Most of the literature I’ve found on this topic still refers to classify and remediate in these terms. In the meantime though, I’ve noticed that some companies are using these terms in a very different way and making lots of strides in marketing their products with scare tactics, using big terms.

Many years ago, we used to install IDS, which would produce hundreds of pages of reports and, once each day, we’d pore over those pages to find correlations and identify possible threats.  After that, we’d make configuration changes, mostly to the firewall, to block those threats.

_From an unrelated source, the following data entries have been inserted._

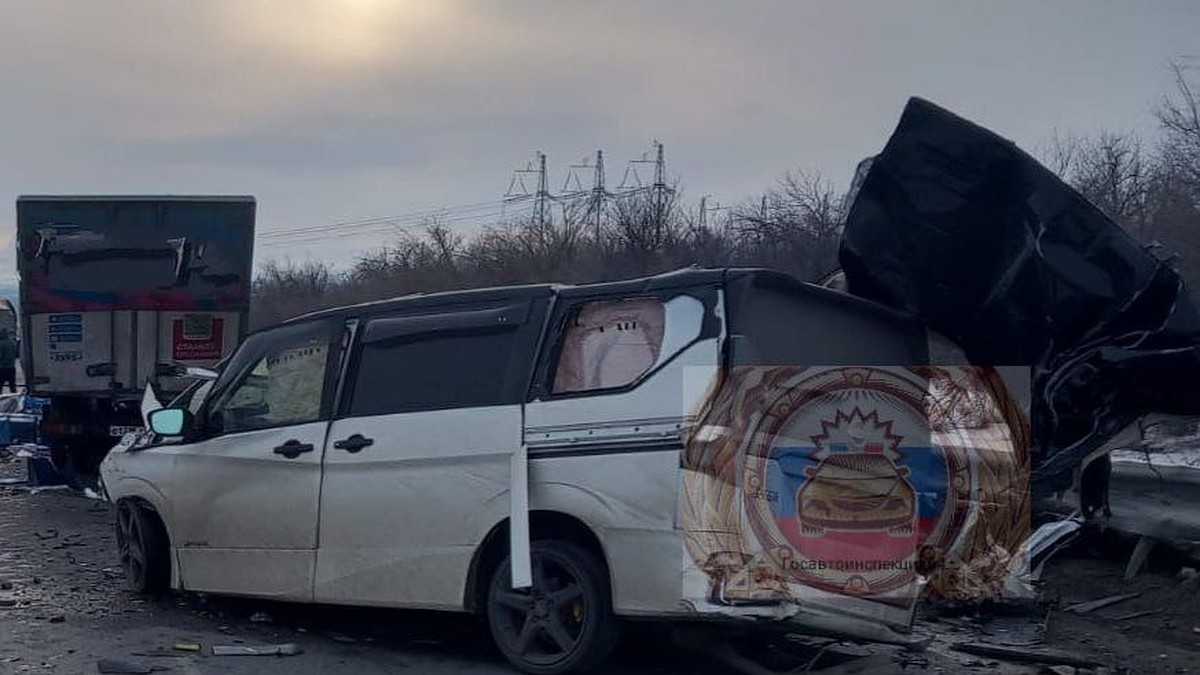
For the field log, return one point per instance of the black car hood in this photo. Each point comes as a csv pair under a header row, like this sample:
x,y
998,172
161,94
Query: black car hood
x,y
963,228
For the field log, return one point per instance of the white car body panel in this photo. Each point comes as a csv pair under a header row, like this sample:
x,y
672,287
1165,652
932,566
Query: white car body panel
x,y
244,519
414,505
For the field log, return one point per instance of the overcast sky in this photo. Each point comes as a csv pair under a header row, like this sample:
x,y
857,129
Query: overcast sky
x,y
329,111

With the passing of time, we’ve built tools that no longer require such human intervention, for many reasons.  Aside from being inconvenient and demeaning for someone to spend his or her life poring over hundreds of pages of logs on a daily basis, it’s also incredibly inefficient and easily plays into the hands of hackers.  With modern hacking counting on automated tools that change the threat at a speed beyond human comprehension (let alone capability), relying on human analysis is, to say the least, obsolete (I’d venture further and call it obscene at this point).

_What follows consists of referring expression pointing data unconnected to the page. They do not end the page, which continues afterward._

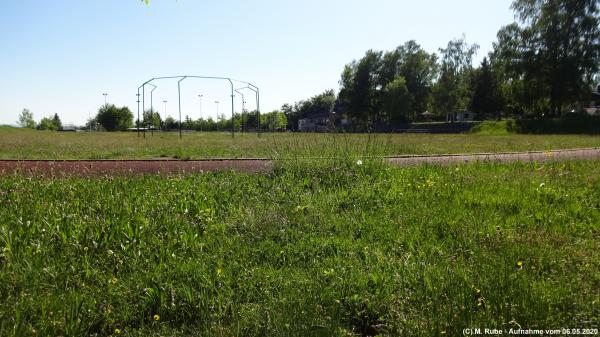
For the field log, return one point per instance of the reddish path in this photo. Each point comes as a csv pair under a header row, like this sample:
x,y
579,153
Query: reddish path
x,y
139,167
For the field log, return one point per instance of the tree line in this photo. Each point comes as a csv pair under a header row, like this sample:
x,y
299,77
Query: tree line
x,y
543,64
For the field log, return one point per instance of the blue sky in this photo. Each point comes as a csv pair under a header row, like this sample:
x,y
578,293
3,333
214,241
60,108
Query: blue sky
x,y
60,56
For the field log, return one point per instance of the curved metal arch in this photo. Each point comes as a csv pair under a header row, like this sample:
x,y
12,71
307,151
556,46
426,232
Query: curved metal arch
x,y
183,77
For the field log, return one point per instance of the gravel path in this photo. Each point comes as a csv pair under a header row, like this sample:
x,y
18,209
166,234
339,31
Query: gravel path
x,y
87,168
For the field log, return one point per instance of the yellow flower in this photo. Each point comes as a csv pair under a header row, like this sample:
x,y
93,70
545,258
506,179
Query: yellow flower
x,y
520,264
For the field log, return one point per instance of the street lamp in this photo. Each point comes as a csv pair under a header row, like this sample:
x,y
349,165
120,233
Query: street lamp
x,y
152,110
217,102
243,108
200,97
165,112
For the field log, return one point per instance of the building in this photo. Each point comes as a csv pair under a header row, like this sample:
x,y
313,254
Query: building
x,y
594,108
314,123
461,116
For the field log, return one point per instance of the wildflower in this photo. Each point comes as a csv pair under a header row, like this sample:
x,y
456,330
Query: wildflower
x,y
520,265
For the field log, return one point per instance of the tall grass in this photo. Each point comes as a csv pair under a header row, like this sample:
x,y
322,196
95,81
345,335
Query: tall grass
x,y
332,250
31,144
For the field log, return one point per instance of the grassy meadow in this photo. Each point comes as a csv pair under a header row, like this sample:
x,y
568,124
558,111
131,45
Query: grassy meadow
x,y
339,250
30,144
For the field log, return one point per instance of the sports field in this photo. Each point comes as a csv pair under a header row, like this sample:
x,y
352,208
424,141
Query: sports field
x,y
30,144
337,247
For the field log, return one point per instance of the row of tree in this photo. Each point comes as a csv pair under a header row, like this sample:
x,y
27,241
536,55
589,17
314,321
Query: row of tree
x,y
47,123
275,120
542,65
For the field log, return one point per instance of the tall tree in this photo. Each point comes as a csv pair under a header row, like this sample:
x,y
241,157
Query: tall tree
x,y
486,97
452,90
57,122
397,101
419,69
361,88
26,119
553,52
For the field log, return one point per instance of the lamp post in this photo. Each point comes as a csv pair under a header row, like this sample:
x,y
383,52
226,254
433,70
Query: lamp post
x,y
152,110
200,98
217,102
165,112
243,108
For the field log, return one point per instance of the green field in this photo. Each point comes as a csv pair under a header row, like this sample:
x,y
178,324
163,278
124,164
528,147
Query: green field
x,y
31,144
339,251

IPS – intrusion PREVENTION systems

As such, we’ve created tools that identify threats in true real time and block them, automatically.  These are called IPS – intrusion PREVENTION systems.  Prevention is key here; you want to block the attempt at intrusion as it starts.  You want to change the paradigm from having a camera that gives you a picture of the thief, to a guard that blocks the thief at the doorstep.  If a packet can be malicious, block it.

An evolution of this concept consists of integrating the IPS with the firewall; allowing the firewall to do most of the work as it’s faster and much more accurate.  Then scan the traffic that passes through with the IPS and, if the IPS determines that a packet is a threat, tell the firewall to drop that connection, so no further threat packets can pass through from that sender.  This is what many are calling the NextGen Firewalls, which, incidentally, are old news now. Network Box has had this concept since 2000; only relatively recently has the industry has caught up with it and given it a formal name.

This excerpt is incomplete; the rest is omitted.